Le couvre-feu est décrété du mardi 18h00 au mercredi 6h00, a annoncé dans un communiqué diffusé peu après 8h00 locales mardi (23h00 lundi à Paris) le représentant de l’Etat dans ce territoire du Pacifique Sud. .
Par ailleurs, tout rassemblement est interdit dans le grand Nouméa, tout comme le port d’armes et la vente d’alcool dans toute la Nouvelle-Calédonie, indique le haut-commissariat, qui invite les 270 000 habitants du territoire à rester chez eux.
“De nombreux” membres des forces de l’ordre ont été blessés lors de ces affrontements, ont indiqué les services de l’Etat, mais aucun blessé grave n’a été signalé “au sein de la population”.

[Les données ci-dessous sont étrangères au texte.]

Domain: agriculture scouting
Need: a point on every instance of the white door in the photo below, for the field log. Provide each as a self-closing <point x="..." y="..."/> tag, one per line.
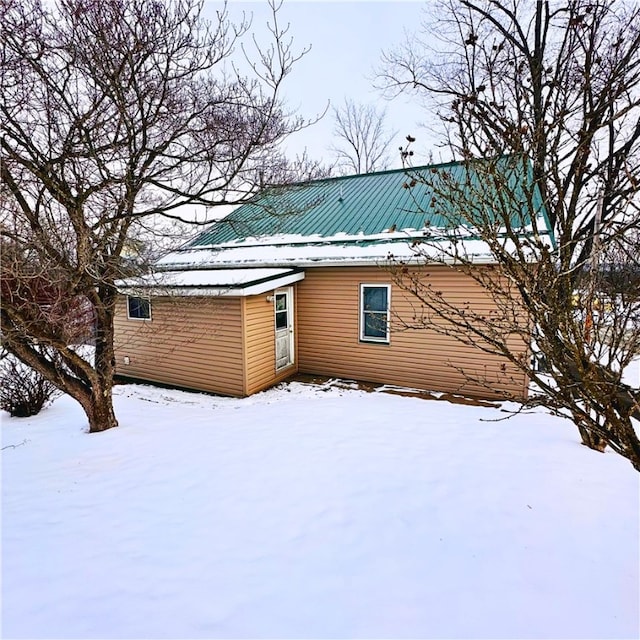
<point x="284" y="327"/>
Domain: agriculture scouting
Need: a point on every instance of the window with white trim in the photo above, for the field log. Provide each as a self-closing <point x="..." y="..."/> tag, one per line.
<point x="138" y="308"/>
<point x="375" y="304"/>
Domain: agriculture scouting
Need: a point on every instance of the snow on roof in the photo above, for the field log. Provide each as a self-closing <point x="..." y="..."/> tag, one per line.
<point x="220" y="281"/>
<point x="282" y="251"/>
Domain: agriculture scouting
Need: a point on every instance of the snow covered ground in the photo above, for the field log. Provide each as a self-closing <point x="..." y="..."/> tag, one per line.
<point x="313" y="512"/>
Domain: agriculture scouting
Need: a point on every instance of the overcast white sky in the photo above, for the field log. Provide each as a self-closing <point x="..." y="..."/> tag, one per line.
<point x="346" y="40"/>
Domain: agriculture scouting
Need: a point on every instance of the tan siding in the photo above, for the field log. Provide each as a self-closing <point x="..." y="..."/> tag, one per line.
<point x="328" y="336"/>
<point x="259" y="330"/>
<point x="189" y="342"/>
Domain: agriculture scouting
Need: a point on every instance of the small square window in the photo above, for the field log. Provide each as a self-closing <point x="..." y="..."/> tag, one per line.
<point x="138" y="308"/>
<point x="374" y="312"/>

En zone urbaine, les dégâts sont considérables. A l’entrée de la “capitale” calédonienne, une grande usine spécialisée dans l’embouteillage a été victime d’un incendie criminel et complètement ravagée par les flammes vers 22 heures lundi (13 heures à Paris), a constaté un journaliste de l’AFP. .
Plusieurs supermarchés ont été pillés à Nouméa, mais aussi dans les villes voisines de Dumbéa et du Mont-Dore. Au moins deux concessions automobiles ont également été ravagées par les flammes vers 23 heures, a également constaté l’AFP.
Depuis la nuit, gendarmes et policiers mobiles affrontent de jeunes manifestants masqués ou cagoulés, qui se sont emparés de plusieurs ronds-points.
Des incendies ont été allumés sur la route pour gêner la circulation tandis que des tirs de lance-balles défensifs et de grenades de désencerclement ont été entendus dans toute la ville.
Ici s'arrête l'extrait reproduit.